D(expression(x^2), "x")2 * x
First derivatives describe the rate of change of a function.
Definition C.1 The derivative of a function \(f\) at a point \(x\) is defined as \(f'(x) = \frac{df}{dx} = \lim_{h \to 0} \frac{f(x + h) - f(x)}{h}\). If this limit exists, then \(f\) is differentiable at \(x\).
Example C.1 Let \(f(x) = x^2\). Use the definition to compute \(f'(x)\).
Solution. Use the definition of the derivative: \(f'(x) = \lim_{h \to 0} \frac{f(x + h) - f(x)}{h}\).
We have: - \(f(x + h) = (x + h)^2 = x^2 + 2xh + h^2\) - \(f(x + h) - f(x) = x^2 + 2xh + h^2 - x^2 = 2xh + h^2\) - \(\frac{f(x + h) - f(x)}{h} = \frac{2xh + h^2}{h} = 2x + h\)
Taking the limit as \(h \to 0\), we get \(f'(x) = \lim_{h \to 0} (2x + h) = 2x\).
Suppose you’re driving a car, and you know how far you’ve traveled at every point in time. This distance is given by the function \(f(x)\), where \(x\) is time and \(f(x)\) is the distance you’ve traveled (say, in meters).
But if I ask you how fast you are going at a specific point, that’s a different question. You’re no longer asking about distance. Instead, you’re asking about rate of change.
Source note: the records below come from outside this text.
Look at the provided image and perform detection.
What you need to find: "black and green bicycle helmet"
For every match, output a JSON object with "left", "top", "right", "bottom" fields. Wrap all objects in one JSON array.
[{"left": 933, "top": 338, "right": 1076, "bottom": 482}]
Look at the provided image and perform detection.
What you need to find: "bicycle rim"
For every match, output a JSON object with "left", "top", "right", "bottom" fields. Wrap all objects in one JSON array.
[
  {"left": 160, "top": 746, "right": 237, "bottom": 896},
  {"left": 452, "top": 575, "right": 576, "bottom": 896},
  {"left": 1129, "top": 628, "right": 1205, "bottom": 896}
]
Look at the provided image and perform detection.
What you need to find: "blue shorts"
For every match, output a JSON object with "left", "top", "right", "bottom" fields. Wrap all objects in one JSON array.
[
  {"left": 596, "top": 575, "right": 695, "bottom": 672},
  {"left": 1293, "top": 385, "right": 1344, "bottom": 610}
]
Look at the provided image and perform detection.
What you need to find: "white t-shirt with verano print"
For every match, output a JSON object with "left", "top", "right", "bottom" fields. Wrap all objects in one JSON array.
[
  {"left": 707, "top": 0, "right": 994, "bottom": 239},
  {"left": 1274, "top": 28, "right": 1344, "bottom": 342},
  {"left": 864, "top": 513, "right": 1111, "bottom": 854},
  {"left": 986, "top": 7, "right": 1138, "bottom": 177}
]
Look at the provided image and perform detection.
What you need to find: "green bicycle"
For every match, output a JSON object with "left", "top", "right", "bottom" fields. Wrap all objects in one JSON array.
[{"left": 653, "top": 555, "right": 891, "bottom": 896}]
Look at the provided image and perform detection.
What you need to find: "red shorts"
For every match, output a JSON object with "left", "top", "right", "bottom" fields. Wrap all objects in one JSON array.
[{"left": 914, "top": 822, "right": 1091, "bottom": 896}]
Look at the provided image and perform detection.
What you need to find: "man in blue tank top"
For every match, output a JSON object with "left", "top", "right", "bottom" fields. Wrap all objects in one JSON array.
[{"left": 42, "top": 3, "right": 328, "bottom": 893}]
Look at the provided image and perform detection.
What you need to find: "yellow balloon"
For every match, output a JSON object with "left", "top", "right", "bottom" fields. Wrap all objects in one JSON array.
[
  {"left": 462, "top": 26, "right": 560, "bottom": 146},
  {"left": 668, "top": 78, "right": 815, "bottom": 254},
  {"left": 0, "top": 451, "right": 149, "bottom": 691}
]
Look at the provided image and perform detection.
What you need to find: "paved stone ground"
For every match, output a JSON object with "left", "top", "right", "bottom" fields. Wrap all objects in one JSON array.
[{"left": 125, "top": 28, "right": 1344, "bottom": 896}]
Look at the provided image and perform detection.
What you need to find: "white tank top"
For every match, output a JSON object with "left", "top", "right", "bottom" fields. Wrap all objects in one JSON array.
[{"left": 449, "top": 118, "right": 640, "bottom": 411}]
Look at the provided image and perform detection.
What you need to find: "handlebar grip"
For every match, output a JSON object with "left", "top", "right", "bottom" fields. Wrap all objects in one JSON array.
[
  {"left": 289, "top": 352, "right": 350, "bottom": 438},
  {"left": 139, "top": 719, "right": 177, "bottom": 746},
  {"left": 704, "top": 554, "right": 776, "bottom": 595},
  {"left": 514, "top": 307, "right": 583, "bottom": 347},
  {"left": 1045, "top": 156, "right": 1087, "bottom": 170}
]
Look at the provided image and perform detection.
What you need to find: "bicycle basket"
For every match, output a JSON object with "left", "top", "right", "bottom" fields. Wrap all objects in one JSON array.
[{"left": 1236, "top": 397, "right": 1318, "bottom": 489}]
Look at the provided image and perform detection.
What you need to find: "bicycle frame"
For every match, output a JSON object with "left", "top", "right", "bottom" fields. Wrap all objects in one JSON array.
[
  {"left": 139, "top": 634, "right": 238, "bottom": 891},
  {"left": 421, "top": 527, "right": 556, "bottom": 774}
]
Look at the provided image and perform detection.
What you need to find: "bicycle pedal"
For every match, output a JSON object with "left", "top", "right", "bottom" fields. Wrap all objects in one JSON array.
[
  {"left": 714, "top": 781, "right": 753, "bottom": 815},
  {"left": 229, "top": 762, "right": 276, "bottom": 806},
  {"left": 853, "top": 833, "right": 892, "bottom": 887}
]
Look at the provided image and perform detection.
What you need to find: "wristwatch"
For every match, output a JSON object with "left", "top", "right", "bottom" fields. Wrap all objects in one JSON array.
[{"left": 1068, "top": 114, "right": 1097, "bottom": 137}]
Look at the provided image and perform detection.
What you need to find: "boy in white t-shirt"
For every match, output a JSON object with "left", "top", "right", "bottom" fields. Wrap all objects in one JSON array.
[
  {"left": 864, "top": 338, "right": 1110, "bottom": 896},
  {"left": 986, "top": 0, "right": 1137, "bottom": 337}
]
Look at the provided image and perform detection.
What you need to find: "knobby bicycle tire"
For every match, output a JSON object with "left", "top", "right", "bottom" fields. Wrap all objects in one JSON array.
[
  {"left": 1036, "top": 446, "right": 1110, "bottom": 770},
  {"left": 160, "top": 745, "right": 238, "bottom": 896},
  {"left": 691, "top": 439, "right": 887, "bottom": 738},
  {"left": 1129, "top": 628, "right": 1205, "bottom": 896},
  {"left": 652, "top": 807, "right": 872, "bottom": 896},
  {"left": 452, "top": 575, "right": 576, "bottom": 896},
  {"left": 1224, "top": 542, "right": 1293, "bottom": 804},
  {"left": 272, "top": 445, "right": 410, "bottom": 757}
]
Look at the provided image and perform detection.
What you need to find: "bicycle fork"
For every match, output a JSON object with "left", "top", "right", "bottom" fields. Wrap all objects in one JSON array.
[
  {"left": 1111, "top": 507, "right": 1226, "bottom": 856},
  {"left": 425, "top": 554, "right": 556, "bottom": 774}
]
Derivatives help us learn about rate of change from a function describing distance traveled.
The derivative describes a quantity is changing at a given moment. If \(f(x)\) is your position, then \(f'(x)\) is your velolcity—-how fast your position is changing. And \(f''(x)\) is your acceleration—how fast your velocity is changing. This idea extends naturally to even higher-order changes, in the table below.
| Order | Notation | Name | Interpretation | Units (if \(x\) is time) |
|---|---|---|---|---|
| 0 | \(f(x)\) | Position | Where you are | Meters (m) |
| 1 | \(f'(x)\) | Velocity | How fast you’re moving | Meters per second (m/s) |
| 2 | \(f''(x)\) | Acceleration | How fast your speed is changing | Meters per second² (m/s²) |
| 3 | \(f^{(3)}(x)\) | Jerk | How fast your acceleration changes | Meters per second³ (m/s³) |
| 4 | \(f^{(4)}(x)\) | Snap (Jounce) | Rate of change of jerk | Meters per second⁴ (m/s⁴) |
| 5 | \(f^{(5)}(x)\) | Crackle | Rarely used | Meters per second⁵ (m/s⁵) |
| 6 | \(f^{(6)}(x)\) | Pop | Even more rarely used | Meters per second⁶ (m/s⁶) |
For example, when you are taking off in a jet, you might have felt your head pressed harder and harder into your headrest. This is because \(f^{(3)}(x)\) (i.e., “jerk”) is positive. The jet is accelerating at an increasing rate, or the jet’s speed is increasing at an increasing rate. In a car, jerk is generally what makes aggressive driving feel uncomfortable. Accelerating at a constant rate (i.e., jerk equals zero) to the desired speed and then maintaining that speed (i.e., again, jerk equals zero) feels comfortable.
The key idea is this: derivatives measure how things change. This concept is fundamental to both statistical theory and social science.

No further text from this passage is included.